Cosigned Mortgages Make a Comeback


With credit tightening and lenders getting increasingly picky about who gets a loan, the cosigned mortgage is making a comeback. Here are a few scenarios where a cosigned mortgage makes good sense (and when it doesn’t), along with some tips to get the most out of the deal.

The fact that we’re even discussing a cosigned mortgage loan tells you how tough it is to get bank credit these days. Despite the fact that U.S. banks received billions in Troubled Asset Relief Program (TARP) money in 2008 and 2009, that hasn’t translated into more mortgage loans for U.S. consumers.

According to the Federal Financial Institutions Examination Council, the amount of new loans in the fourth quarter of 2009 made by banks that received TARP money equaled about 25% of the money received in TARP money. Basically, banks held on tight to the money and reduced credit pipelines for potential U.S. homeowners. But that wasn’t the government’s intent when it created the TARP money — the cash given to banks was supposed to open up credit lines and make more money available to U.S. consumers.

Thus the need for mortgage borrowers to explore creative ways to get a loan, and getting a cosigner is near the top of the list.

Of course, cosigning a mortgage has its potential drawbacks.
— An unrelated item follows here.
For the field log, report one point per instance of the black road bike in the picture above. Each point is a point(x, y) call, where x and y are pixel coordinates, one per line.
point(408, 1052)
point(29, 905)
Usually, cosigned mortgage loans involve families — parents who cosign a loan so their young family members can own a home.

But family ties can be shredded if the young homeowner stops making payments and eventually, the bank comes looking for Mom and Dad to make good on the mortgage loan. Once you put your name on a mortgage as a cosigner, you’re just as responsible for the loan as the mortgage holder.

Here are the drawbacks:

  • You're locked in. Once you cosign a mortgage, the only way you can get out is if the loan is completely paid or the cosigner agrees to take your name off the mortgage contract.
  • It reduces your credit flexibility. Even though you’re (presumably) not making mortgage payments as a cosignor, creditors will treat you as if you are. In other words, you’ll find it much more difficult to get a loan. Why? Because banks consider you a higher credit risk.
  • Your credit score could be ruined. If you do fall into a bad mortgage situation, your credit score could easily be at risk. Once a payment or two are missed, your credit ranking will suffer, since your name is on the mortgage contract, too.

So when you do cosign a mortgage loan, tread carefully. Do your due diligence and make sure the party you’re cosigning with is financially solvent. It’s dicey to ask your son or daughter how much they earn, or how much money they have in the bank, but do so anyway. If your cosigner can’t afford the mortgage, or earns a salary that may have trouble meeting a mortgage obligation, then don’t cosign.

If you do cosign for a mortgage loan, make sure you receive the same mortgage paperwork your cosigner does. If past-due notices start piling up, you’ll definitely want to know. But if there is no language in the contract that guarantees you’ll get those notices, too, you could be in for a nasty surprise.

Perhaps the best outcome is to keep your name on the mortgage loan for a few years, until the cosigner builds up enough good credit. Then, you can take your name off the loan, usually by means of a refinancing deal or by asking the lender to requalify the loan.

All in all, cosigning a loan falls into the “necessary evil” category. Do it as a last resort, and make sure you have an exit strategy as soon as possible. There might be no worse feeling than having to pay a mortgage on a house you don’t live in — but that’s always a possibility when you cosign.